The Southwestern Law Review invites authors to submit scholarly articles and commentary that focus on any legal principle. Recent volumes have featured articles examining California and federal law, including areas such as environmental law, the First Amendment, labor law, family law, public interest law, health law, copyright, criminal procedure, the right to privacy, sexual harassment, and the federal and state Statutes of Limitation.
Law Review accepts submissions from jurists, professors and practitioners of law. Law Review does not accept submissions from J.D. students. Manuscripts should be submitted in English with both text and footnotes typed and double-spaced. Citation in the footnotes should comply with The Bluebook: A Uniform System of Citation (19th ed., 2010). Authors should be prepared to provide any cited sources upon the Law Review's request. Law Review accepts submissions with the understanding that their content has not been published elsewhere.

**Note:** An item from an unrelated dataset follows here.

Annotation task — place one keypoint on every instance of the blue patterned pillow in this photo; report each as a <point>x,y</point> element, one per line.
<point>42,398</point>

Authors should include an abstract and a resume or C.V. with their submissions. Please include an email address and phone number where Law Review can reach the author.
Authors may only submit their articles to the Southwestern Law Review electronically. Please note that submissions via ExpressO are preferred. Submissions should be in Word or WordPerfect format. Law Review greatly appreciates all submissions and attempts to notify authors of acceptance or rejection as soon as possible.
Please send questions to the Editor-in-Chief of Law Review at email@example.com or (213) 738-6744.
Law Review accepts submissions on a rolling basis. Consideration for publication in each volume begins in March each year and continues until the volume is filled. Fall books are typically filled prior to August, and Spring books prior to December.
The Editing Process
The student executive board reviews articles once they are received and makes all final decisions regarding publication. The faculty and advisors of the Southwestern Law Review may be consulted during the evaluation of articles.
Once an article is accepted for publication, the Editor-in-Chief sends a packet of information to the author, including a contract. After the publication contract has been signed, technical and substantive editing of the article commences. Editing for the Fall books commences in September and editing for the Spring books in January. The Southwestern Law Review primarily seeks to edit for correct citation, citation format, grammar, organization and clarity. Substantive edits affecting the content and thesis of an article are typically not made unless support for a proposition of law cannot be found.
Law Review reserves the right to refuse to publish an article previously accepted for publication. This right is typically only exercised in extreme circumstances (plagiarism, no legal support for basic propositions, etc.).
Once the initial editing is complete, the author is sent a final .pdf version of the article to review. After the author's review, the article is reviewed by the Law Review's editorial board only for technical errors before being sent to the publisher.